How to Mitigate CVE-2026-46290
Immediate Actions Required
- Apply the upstream kernel fixes referenced in the Kernel Git Commit Log, Kernel Git Commit Log, and Kernel Git Commit Log.
- Update firmware on affected hardware to vendor-recommended versions that resolve known EFI runtime fault conditions.
- Prioritize patching on systems that have previously panicked during EFI calls or run firmware with known faults in GetTime().
Patch Information
The fix replaces in_interrupt() with !in_task() inside efi_crash_gracefully_on_page_fault(). Using !in_task() correctly covers hardware interrupt, NMI, and softirq-serving contexts while excluding the softirq-disabled task context that fpregs_lock() now produces. Distribution-provided kernel updates that backport the referenced commits remediate the issue.
Workarounds
- Where patching is not immediately possible, work with hardware vendors to update UEFI firmware so runtime services do not access unmapped memory.

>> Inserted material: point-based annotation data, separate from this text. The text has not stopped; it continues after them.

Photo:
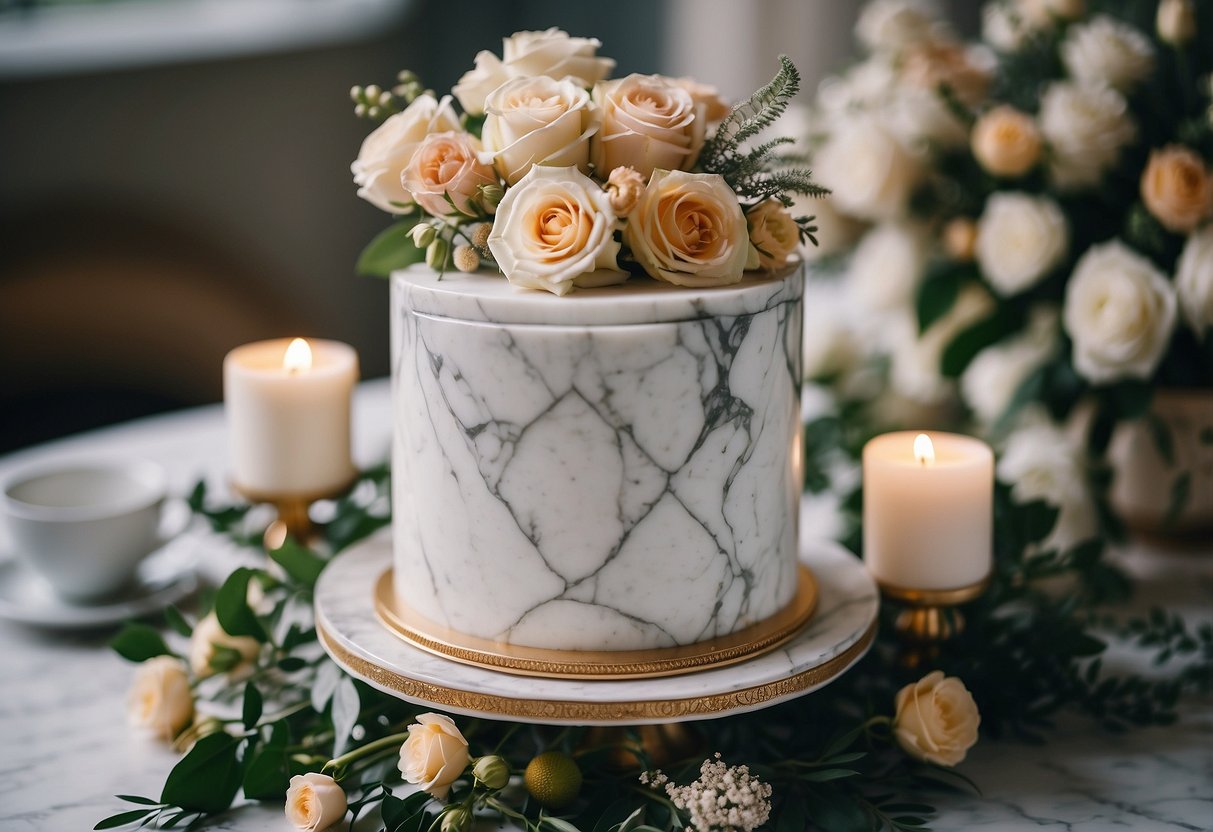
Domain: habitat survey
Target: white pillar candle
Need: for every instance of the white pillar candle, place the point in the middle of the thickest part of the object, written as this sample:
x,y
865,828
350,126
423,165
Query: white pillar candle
x,y
928,509
288,411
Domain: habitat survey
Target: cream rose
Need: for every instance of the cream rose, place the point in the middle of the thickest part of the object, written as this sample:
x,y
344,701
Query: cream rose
x,y
870,172
715,106
446,166
996,374
1106,51
1120,312
649,123
1194,281
1177,188
887,267
1086,129
1041,461
888,26
1020,238
160,700
314,802
1176,22
208,636
688,229
551,52
937,719
773,233
434,754
539,121
553,228
387,149
1006,142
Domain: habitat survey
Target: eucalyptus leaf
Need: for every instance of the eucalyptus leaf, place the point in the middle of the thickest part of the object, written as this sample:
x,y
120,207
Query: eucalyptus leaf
x,y
232,607
346,707
392,249
138,642
208,778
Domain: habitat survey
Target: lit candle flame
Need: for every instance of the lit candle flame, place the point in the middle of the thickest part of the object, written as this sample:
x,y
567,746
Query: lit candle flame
x,y
297,358
923,450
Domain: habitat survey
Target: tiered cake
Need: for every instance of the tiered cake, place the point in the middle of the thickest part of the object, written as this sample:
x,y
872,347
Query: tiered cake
x,y
616,469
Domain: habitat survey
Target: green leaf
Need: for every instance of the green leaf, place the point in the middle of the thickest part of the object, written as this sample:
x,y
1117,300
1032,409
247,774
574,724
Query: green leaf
x,y
346,707
392,249
177,622
123,819
208,778
267,774
1180,491
972,340
252,706
937,297
301,563
140,642
232,607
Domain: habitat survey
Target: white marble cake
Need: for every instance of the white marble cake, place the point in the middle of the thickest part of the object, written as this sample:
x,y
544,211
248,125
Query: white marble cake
x,y
614,469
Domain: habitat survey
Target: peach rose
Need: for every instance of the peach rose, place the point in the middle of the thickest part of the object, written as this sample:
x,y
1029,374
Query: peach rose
x,y
314,802
160,700
208,636
446,166
1177,188
773,233
1006,142
937,719
434,754
387,149
648,123
539,121
554,227
688,229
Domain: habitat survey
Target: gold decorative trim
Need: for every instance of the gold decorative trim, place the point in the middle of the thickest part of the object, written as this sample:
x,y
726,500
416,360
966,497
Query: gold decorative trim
x,y
582,711
598,665
934,597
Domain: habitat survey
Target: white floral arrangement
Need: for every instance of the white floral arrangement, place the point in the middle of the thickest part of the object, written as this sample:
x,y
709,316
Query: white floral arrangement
x,y
563,177
1020,227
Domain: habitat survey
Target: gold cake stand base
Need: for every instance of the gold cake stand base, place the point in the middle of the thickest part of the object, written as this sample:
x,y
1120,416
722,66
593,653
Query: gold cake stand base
x,y
749,642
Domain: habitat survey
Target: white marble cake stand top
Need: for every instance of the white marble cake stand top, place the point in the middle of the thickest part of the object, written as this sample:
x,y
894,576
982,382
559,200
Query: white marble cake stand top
x,y
836,637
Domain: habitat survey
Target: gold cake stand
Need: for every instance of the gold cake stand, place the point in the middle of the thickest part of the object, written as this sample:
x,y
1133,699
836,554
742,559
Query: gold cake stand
x,y
795,664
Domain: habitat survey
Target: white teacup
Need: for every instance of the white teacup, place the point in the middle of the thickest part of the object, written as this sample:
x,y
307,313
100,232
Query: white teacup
x,y
85,528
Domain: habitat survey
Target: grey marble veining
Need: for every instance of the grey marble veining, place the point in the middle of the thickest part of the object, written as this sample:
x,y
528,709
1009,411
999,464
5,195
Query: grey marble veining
x,y
601,485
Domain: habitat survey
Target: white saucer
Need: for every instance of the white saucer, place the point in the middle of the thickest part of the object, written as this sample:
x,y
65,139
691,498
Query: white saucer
x,y
835,638
165,577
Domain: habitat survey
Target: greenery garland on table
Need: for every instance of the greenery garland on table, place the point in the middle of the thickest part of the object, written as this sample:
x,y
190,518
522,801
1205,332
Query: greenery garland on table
x,y
258,710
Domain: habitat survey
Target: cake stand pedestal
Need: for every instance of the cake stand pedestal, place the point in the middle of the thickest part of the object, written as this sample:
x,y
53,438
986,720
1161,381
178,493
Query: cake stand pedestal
x,y
838,634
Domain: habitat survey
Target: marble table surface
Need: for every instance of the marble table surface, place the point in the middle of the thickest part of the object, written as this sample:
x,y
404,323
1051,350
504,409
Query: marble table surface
x,y
67,750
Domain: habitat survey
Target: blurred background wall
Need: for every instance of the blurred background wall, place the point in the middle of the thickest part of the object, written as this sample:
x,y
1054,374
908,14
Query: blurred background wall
x,y
175,174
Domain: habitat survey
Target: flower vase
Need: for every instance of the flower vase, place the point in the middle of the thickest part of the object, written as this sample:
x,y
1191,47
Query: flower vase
x,y
1145,483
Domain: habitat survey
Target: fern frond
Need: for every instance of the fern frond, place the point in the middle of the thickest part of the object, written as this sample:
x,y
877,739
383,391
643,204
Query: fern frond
x,y
751,117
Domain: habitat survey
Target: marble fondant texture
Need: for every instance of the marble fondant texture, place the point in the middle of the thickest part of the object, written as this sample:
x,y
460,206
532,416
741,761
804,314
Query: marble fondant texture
x,y
616,469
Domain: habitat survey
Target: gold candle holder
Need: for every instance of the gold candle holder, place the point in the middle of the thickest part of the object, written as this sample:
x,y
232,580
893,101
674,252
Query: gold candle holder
x,y
294,518
930,617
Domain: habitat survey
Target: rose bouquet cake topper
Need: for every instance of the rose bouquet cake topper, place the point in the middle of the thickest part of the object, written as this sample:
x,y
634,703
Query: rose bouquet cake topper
x,y
565,178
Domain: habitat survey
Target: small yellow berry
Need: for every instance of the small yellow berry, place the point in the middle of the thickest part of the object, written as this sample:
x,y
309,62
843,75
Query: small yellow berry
x,y
553,779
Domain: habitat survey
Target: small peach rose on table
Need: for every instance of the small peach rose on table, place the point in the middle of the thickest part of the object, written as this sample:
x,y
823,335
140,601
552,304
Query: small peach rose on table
x,y
314,802
937,719
556,231
434,756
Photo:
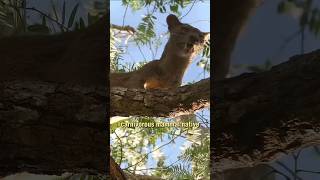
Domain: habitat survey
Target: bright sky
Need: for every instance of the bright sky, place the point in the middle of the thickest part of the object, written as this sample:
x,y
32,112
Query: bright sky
x,y
199,17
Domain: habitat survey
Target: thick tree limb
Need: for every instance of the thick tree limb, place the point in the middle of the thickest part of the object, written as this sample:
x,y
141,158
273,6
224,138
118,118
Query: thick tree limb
x,y
258,117
157,103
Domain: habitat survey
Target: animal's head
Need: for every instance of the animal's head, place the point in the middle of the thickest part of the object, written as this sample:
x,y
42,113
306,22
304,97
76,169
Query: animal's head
x,y
187,39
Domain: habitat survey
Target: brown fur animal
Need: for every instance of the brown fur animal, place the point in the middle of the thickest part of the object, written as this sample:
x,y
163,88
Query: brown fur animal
x,y
184,43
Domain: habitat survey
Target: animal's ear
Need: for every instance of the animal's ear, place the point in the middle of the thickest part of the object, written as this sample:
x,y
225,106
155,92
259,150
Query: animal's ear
x,y
172,21
206,36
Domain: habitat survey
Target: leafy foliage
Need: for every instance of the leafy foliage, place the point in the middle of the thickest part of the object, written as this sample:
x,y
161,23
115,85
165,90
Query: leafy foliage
x,y
305,10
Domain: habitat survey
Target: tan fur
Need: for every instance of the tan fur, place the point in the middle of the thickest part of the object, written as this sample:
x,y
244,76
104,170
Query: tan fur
x,y
231,17
184,43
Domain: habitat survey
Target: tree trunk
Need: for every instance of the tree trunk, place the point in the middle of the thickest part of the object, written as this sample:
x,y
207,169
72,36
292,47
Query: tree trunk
x,y
49,128
259,117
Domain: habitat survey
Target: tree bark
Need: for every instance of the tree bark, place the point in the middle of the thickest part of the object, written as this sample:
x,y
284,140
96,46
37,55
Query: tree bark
x,y
49,128
260,116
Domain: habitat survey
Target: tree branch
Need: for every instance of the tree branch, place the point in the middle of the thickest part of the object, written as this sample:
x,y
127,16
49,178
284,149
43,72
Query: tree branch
x,y
259,117
49,128
157,103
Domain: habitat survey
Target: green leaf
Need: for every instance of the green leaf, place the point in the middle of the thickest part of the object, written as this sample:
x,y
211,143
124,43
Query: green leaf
x,y
73,15
174,8
38,28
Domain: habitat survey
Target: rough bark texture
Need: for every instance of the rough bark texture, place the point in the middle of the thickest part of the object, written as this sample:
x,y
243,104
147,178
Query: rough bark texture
x,y
157,103
258,117
48,128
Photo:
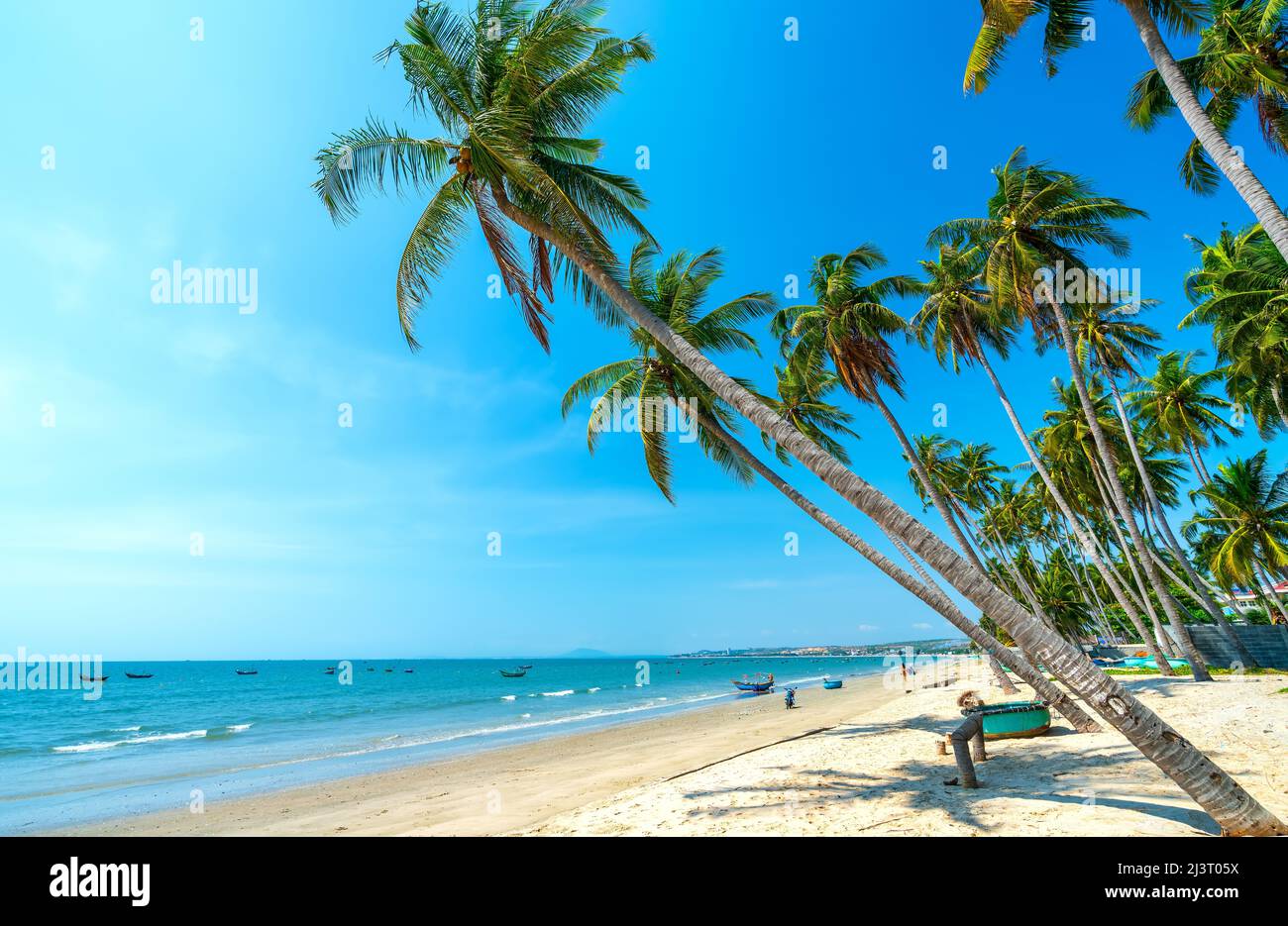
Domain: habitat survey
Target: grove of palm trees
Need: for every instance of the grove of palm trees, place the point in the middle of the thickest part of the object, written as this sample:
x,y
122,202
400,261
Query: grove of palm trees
x,y
1117,517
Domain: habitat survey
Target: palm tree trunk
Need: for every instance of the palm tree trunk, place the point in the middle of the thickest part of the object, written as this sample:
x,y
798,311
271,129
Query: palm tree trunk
x,y
1164,528
1004,680
1222,796
1090,547
1145,600
1252,191
918,466
1120,496
926,590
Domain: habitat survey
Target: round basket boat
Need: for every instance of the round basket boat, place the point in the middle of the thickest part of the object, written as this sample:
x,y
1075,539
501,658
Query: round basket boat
x,y
1016,719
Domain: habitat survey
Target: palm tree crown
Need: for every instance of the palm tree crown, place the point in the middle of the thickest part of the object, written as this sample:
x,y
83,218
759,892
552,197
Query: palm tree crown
x,y
513,88
657,384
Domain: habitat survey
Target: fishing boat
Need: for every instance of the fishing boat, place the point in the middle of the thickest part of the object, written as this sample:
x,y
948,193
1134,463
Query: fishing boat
x,y
1014,719
759,684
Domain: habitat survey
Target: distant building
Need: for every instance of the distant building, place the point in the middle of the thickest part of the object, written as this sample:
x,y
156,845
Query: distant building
x,y
1244,599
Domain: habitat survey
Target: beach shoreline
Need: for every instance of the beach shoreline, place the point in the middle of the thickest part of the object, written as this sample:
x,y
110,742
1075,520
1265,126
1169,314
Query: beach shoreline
x,y
513,785
862,760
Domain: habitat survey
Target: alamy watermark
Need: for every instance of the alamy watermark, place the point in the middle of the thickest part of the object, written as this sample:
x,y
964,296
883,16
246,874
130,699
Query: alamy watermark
x,y
652,414
1089,285
54,672
179,285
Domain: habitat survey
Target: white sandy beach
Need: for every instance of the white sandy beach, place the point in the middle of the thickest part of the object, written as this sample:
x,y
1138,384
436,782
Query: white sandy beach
x,y
857,762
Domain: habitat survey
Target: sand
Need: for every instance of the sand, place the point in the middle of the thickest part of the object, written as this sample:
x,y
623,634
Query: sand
x,y
855,762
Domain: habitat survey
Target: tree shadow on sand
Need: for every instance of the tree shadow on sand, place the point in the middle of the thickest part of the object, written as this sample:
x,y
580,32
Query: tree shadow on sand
x,y
1104,775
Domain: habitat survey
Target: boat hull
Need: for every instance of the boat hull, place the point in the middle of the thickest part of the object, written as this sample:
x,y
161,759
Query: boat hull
x,y
1017,720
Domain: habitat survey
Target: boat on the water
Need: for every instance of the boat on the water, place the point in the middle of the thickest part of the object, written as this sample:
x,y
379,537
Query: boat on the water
x,y
758,684
1014,719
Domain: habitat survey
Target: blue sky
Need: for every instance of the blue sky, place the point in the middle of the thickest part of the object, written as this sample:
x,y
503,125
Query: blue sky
x,y
327,541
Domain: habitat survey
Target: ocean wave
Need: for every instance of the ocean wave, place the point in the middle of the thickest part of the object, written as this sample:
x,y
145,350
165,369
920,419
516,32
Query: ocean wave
x,y
99,745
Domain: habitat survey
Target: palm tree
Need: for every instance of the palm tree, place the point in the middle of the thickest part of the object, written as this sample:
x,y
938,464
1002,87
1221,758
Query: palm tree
x,y
1177,408
1064,24
1240,290
803,402
1243,524
1038,219
1240,59
675,291
509,75
660,388
850,326
961,316
1113,342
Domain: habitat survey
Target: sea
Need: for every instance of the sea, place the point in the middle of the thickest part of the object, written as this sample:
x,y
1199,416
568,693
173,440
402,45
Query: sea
x,y
198,732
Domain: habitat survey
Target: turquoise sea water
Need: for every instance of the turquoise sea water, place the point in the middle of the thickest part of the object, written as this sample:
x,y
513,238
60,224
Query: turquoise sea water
x,y
150,743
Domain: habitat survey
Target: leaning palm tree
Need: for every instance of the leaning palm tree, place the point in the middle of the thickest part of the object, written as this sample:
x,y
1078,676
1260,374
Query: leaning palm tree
x,y
1240,59
850,327
503,77
1176,407
1064,24
1113,342
1037,223
1240,291
1243,526
962,318
661,389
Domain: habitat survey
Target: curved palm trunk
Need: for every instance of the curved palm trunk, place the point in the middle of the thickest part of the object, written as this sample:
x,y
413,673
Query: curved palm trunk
x,y
1089,544
919,467
1252,191
1233,808
1164,528
1144,600
1120,497
999,669
927,590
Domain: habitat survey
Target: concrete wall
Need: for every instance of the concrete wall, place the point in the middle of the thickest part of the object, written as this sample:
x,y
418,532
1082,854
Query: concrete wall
x,y
1266,643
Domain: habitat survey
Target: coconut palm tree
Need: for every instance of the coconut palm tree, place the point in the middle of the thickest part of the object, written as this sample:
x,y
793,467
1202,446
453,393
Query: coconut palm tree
x,y
1243,524
965,316
1063,31
507,75
850,327
802,401
657,388
1038,219
1176,407
677,291
1241,58
1113,342
1240,291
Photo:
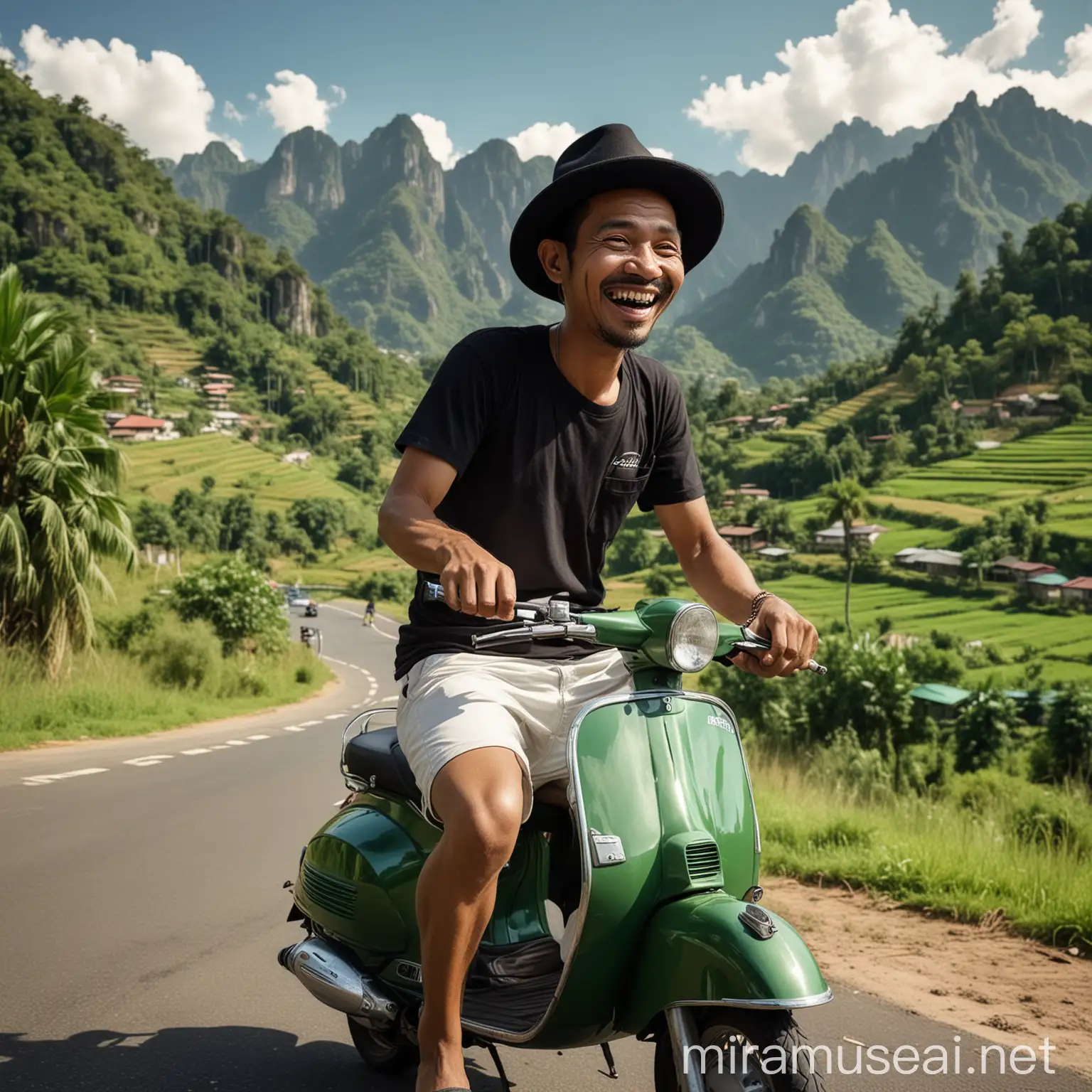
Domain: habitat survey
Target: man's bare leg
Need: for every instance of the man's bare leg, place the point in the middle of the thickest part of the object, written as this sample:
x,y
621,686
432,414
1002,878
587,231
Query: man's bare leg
x,y
480,798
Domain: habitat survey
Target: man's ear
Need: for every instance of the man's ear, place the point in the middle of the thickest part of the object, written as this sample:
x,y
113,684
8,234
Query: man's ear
x,y
555,259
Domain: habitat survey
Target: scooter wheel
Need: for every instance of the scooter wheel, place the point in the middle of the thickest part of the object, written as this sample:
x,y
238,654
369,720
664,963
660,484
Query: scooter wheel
x,y
382,1051
755,1028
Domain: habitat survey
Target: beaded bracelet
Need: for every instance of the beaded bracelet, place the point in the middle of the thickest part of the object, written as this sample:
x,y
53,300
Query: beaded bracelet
x,y
756,606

- Avoid kernel configurations that rely on the affected EFI runtime call paths in production until updated kernels are deployed.
- Maintain serial console or out-of-band management access to capture panic output and accelerate diagnosis when freezes occur.
# Verify the running kernel version and check for the fix
uname -r
# Inspect kernel log for prior EFI panic signatures
journalctl -k | grep -E "efi_crash_gracefully_on_page_fault|Fatal exception in interrupt"
Disclaimer: This content was generated using AI. While we strive for accuracy, please verify critical information with official sources.